Jimmy Fallon was talking about how most of his humor is "nice", that he's "not too mean".  

I like that.  I respect that.  But I don't particularly understand it.  I don't know, I don't think, how to be funny without being mean.  Dirty.  Cruel.  Harsh.  

My meanness was honed at our family's dining room table.  They say good things happen when families eat dinner together, and maybe that's so, but, when my family ate together, it was show time.  There was no need for a tv or a radio, I was Johnny and the guests all rolled into one.  Impressions, sarcasm, voices, songs, faces-- it was all there.  Passover was the high point of the year for me, because it meant that

a.) I got a MUCH bigger house and,

b.) I got to dress up (Windsor knot and everything) and,

c.) My lines were already WRITTEN DOWN!

(You know, in the haggadah.)

In our house, the 4 Questions were done in Indian, Chinese, English, Scottish, and Irish accents, depending on the year and what films I had seen recently.  Sometimes, they were done in the voice and manner of people our family knew-- friends, and doctors, mostly.  Sometimes, I improvised a little.  Sometimes, I got in trouble a little.  But, for me, it was like being on tv, and I loved it.  

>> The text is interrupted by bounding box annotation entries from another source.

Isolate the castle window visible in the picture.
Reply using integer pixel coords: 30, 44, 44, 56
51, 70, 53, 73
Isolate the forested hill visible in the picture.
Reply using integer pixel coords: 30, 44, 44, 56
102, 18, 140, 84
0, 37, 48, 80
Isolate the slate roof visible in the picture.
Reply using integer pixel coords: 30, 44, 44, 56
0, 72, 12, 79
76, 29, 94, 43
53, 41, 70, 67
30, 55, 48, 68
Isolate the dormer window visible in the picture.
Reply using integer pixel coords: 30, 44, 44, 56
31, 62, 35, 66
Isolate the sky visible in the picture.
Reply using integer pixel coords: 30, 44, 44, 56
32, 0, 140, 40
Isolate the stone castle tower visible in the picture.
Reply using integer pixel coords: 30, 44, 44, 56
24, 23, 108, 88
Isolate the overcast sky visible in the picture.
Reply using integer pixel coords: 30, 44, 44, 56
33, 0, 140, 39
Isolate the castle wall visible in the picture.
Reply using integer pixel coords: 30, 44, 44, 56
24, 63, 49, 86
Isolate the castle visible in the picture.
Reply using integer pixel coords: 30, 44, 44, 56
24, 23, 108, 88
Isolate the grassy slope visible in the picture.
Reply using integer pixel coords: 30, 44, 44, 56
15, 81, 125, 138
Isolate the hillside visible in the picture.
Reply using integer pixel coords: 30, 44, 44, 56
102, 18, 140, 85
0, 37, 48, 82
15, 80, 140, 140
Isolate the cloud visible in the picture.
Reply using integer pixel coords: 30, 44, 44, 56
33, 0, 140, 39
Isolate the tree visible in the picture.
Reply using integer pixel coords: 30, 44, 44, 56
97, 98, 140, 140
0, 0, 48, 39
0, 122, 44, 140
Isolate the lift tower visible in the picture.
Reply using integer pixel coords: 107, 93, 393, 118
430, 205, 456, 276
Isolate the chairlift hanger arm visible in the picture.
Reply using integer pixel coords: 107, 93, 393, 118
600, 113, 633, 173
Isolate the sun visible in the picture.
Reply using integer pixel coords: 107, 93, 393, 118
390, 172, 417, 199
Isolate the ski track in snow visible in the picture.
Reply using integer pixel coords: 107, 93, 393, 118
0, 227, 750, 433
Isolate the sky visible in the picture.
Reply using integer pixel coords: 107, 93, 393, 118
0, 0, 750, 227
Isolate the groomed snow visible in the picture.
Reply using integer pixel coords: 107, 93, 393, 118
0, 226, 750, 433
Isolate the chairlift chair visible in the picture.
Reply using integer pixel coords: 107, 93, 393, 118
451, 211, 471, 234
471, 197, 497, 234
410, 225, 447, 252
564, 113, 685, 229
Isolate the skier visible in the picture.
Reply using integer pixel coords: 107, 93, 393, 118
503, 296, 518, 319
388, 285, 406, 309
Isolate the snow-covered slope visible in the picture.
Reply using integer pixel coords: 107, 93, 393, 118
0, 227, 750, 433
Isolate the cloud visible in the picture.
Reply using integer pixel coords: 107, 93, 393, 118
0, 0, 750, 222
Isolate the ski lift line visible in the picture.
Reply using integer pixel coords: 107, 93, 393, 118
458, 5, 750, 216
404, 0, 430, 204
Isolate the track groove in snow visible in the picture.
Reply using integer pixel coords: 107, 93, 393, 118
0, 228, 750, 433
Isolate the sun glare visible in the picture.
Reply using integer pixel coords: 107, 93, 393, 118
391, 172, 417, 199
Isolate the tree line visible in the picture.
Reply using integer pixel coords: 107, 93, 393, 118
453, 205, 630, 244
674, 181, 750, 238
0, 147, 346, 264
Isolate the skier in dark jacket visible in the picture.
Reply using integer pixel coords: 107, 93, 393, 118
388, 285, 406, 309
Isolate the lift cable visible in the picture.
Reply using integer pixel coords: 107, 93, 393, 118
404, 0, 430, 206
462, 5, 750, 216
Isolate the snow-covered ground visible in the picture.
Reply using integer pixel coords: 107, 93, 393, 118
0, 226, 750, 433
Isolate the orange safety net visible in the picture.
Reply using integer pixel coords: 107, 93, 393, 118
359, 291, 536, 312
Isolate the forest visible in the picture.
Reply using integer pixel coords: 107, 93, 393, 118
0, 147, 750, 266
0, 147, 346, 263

But being funny at the dinner table as I got older got a little bit harder.  It's easy to be precocious and get a laugh or two when you're impersonating your rheumatologist (yes, unfortunately, I had one of those, and he was Indian, and he was hiLARious) as a younger kid, and it's another to still be funny when you're a smarmy little fifteen-year-old that nobody likes, not even you.  But I found that something usually worked, and that was meanness.  

Being offensive, which I was sometimes inadvertently as a younger child and which was severely frowned upon (especially at Seder), was somehow not only okay when I was a burgeoning teenager, but something that was rewarded with a prize all boys, no matter how old, endlessly seek: their mothers' smile.  Whether it was a cutting remark about someone we all knew, or some outrageous comment about something going on in the news or the family, the darker and more sinister it was, the louder the maternal laugh.  And I didn't think too terribly much about trends I might be setting for myself or the family, I just knew what was working and, like any comic with half a brain, I kept at it.  

Look, at dinner, I killed.  Who could ask for anything more?

Of course, I sometimes wonder what I would have been like had I been encouraged to "be nice", or at least "nice-er".  What would my personality have been like?  Who might I have attracted, or turned away?  What would my omphaloskepsis on comedy yield?  I'll never know, and I suspect, unfortunately or not, that the kind of children I am going to rear are going to realize that what gets daddy going, what will win them the wave over, is raucous and unrefined, imitations of an unflattering nature and a heavy dose of envelope-pushing.  

And I guess they'll roll with what works.  And maybe, hopefully, they won't get quite as addicted to the results as I did.